Brassey glowered at Joe and his tiny foot flexed in its slipper.
'That watch ain't in hock,' he snapped angrily. 'And even if it was it wouldn't be of no consequence. No more than a taster, that is. Them over the King's Head might consider it something special but the Fancy what frequents this establishment don't set their sights near so low.'
'Is that right? So it's a high-class lot you get in here?'
'The finest.' Brassey puffed out his chest.
'Right gentlemen, are they?'
Tom put out his hand. Experience told him, whatever direction Joe meant to take the publican, it weren't likely to be a journey that'd flatter Brassey's vanity. Tom had no wish to lose a customer.
'You pay us, we'll be off,' he said, disinclined as ever to say more than what was necessary.
Brassey glared at Joe and dug into his pocket.
'There,' he said, counting out money with considerable ceremony on to Tom's outstretched palm. 'A penny a pair.'
Tom took the money, stowing it in a hidden pocket within his canvas coat, and then held his hand out once again.
'A penny a beast. As agreed.'
'For that mangy lot?' Brassey flapped Tom's hand away. 'Ha'pence is generous.'
Tom shrugged. He nodded at Joe, who hoisted the first of the crates on to his shoulder.
'You won't get more than ha'pence over the King's Head, I can tell you,' the publican blustered.
Joe lifted the second crate. Brassey didn't move but his slippered feet flexed in agitation. Nodding towards the two cages that were left, Tom moved towards the door. Inside the flaps of his pockets Brassey's fingers clattered his remaining coins as though they were red-hot coals in a brazier.

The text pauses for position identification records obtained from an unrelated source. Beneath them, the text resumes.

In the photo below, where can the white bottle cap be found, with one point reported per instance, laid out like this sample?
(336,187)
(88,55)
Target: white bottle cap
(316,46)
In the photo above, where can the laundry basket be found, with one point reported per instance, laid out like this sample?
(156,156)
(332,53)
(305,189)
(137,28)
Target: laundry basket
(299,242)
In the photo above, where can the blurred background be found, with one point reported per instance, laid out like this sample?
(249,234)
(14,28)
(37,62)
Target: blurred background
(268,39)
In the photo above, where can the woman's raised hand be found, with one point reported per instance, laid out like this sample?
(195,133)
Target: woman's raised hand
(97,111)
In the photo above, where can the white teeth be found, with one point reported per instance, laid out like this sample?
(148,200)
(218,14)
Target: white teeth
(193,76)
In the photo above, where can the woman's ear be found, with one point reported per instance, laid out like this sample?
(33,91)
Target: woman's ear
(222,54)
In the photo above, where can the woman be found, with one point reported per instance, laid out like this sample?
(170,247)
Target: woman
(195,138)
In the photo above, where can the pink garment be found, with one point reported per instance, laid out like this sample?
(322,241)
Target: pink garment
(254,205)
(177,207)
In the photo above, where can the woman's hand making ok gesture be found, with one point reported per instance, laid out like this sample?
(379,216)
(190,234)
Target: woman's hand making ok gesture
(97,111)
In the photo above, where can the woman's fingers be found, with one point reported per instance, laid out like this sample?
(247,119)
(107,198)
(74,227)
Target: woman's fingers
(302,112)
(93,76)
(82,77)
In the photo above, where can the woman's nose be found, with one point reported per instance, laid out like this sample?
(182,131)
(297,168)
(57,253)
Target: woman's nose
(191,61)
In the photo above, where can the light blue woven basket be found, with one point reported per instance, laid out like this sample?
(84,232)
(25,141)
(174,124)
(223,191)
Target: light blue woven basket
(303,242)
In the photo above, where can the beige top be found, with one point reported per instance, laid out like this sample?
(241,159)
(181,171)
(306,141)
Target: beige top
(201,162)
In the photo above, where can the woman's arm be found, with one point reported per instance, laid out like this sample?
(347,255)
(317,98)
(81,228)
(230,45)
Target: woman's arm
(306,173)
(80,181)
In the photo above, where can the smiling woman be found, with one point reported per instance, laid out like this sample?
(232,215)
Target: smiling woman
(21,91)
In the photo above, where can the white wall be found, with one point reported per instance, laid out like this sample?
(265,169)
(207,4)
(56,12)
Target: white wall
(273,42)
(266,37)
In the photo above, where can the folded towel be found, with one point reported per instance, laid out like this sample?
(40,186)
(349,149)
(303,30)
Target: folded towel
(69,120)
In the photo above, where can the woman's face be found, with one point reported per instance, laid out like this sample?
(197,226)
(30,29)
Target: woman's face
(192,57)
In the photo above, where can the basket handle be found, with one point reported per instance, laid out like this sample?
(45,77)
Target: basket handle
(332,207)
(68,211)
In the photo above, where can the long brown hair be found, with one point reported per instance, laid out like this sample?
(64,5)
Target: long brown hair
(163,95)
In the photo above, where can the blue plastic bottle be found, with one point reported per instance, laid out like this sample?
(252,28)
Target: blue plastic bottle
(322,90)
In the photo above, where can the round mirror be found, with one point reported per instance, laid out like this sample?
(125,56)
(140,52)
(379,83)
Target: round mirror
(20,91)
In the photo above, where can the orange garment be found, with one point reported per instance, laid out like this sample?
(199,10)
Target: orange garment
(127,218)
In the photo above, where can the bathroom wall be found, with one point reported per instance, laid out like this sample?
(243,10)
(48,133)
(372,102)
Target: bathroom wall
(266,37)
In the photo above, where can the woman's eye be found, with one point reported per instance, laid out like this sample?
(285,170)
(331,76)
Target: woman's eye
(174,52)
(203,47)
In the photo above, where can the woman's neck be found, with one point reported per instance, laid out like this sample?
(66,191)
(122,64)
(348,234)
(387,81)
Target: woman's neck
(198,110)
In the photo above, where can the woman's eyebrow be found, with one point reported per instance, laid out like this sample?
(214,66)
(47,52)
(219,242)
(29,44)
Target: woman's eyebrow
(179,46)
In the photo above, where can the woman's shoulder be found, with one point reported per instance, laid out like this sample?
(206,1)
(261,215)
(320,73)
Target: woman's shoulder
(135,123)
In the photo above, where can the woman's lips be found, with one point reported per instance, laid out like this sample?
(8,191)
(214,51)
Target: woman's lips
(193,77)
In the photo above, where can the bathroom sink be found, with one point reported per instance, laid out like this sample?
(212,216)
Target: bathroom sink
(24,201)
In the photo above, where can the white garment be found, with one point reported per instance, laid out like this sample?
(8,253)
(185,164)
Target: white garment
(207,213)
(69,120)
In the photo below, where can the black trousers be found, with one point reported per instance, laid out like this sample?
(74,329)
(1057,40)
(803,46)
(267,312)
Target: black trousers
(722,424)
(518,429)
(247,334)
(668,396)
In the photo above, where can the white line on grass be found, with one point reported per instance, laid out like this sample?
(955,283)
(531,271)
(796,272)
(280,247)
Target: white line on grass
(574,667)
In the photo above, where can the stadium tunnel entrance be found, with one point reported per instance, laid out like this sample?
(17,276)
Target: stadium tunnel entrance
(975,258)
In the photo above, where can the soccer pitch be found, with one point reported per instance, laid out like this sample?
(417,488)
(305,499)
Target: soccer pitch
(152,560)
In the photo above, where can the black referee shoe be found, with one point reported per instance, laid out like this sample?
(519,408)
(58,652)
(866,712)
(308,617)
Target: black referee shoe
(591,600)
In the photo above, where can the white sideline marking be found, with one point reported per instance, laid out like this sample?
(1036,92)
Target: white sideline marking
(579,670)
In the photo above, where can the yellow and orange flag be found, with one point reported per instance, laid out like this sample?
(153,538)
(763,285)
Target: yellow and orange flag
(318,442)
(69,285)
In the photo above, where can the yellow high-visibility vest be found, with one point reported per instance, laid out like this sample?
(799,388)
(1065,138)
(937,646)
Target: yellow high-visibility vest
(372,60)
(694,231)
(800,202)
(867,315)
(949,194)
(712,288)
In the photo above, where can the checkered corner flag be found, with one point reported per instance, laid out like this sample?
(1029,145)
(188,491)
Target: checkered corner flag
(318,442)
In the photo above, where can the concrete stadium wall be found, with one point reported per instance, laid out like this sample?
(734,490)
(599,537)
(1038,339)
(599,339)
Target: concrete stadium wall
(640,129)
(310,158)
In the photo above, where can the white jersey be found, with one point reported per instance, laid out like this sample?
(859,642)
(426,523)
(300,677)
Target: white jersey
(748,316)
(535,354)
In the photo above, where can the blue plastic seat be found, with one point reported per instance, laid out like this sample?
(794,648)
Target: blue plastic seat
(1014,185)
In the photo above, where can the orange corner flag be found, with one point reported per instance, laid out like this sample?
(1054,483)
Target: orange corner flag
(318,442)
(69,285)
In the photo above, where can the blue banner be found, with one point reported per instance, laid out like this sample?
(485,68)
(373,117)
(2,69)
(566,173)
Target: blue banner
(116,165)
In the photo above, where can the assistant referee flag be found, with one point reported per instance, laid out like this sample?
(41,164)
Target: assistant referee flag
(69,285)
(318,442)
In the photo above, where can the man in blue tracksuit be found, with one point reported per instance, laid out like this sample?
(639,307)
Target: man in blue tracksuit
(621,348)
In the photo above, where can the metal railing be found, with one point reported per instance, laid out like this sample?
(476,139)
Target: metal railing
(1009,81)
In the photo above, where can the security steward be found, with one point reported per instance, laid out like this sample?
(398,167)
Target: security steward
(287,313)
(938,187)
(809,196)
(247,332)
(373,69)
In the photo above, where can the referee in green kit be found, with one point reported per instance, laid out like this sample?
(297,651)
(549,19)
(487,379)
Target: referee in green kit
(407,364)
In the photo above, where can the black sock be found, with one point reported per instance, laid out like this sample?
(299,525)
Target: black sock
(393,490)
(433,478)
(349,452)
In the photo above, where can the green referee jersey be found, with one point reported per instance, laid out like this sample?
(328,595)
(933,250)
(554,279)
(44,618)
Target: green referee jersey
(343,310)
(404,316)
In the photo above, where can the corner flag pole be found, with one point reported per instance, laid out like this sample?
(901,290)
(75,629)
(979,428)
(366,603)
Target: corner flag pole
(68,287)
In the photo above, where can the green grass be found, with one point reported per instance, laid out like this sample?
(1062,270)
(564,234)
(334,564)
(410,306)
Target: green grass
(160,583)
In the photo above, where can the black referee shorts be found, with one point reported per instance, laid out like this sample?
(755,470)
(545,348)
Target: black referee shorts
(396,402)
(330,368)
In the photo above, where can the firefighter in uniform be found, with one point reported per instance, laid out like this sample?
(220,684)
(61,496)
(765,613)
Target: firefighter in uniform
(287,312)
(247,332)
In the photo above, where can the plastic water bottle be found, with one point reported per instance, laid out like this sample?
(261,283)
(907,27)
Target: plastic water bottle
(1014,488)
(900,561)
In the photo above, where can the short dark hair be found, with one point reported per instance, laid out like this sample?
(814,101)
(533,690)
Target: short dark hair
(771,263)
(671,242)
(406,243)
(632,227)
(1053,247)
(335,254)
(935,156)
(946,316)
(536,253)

'All right, all right,' Brassey burst out at last. 'A penny a beast, though it's out-and-out thievery. You'll have to come back for it, though. I ain't got sufficient right now.'
Tom paused in the doorway, his eyes narrow.
'I'll have it tonight,' Brassey promised him. 'Come back then. After nine. You got any nose for profit you'll put
it on the fight.'
Tom thought for a moment and then nodded.
'Tonight, then.'
'Well, go on. Put them down,' Brassey demanded of Joe. Joe smiled but he made no move to put down the crates. They shifted a little on his shoulders as the rats scrabbled and jostled for position.
'Tonight. They's yours when they's paid for,' Tom said quietly and pushed open the door.
Brassey hesitated. Upstairs wood scraped on wood as, in what had once been the drawing-room, his boy dragged chairs across the floor. Although he was accustomed to provide tables and forms for most of his customers, Brassey had that morning ordered the boy to construct a low wooden fence around a small recess in the wall. Within its confines Brassey intended to offer the Captain and his associates all the comforts of a private box. The Captain was a gentleman of considerable refinement. On his last visit he had vowed one hundred guineas for a dog if it could kill twenty rats within a minute. There was no telling if he would have remembered so lavish a claim in the greyer, colder light of morning. Brassey licked his lips. Beyond the billow of his stomach he could just glimpse the polished curve of his slippers. Outside in the alley the mud was worse than ever. Raising himself on to the tips of his toes, he extended his shoulders out of the door and called to the men to come back.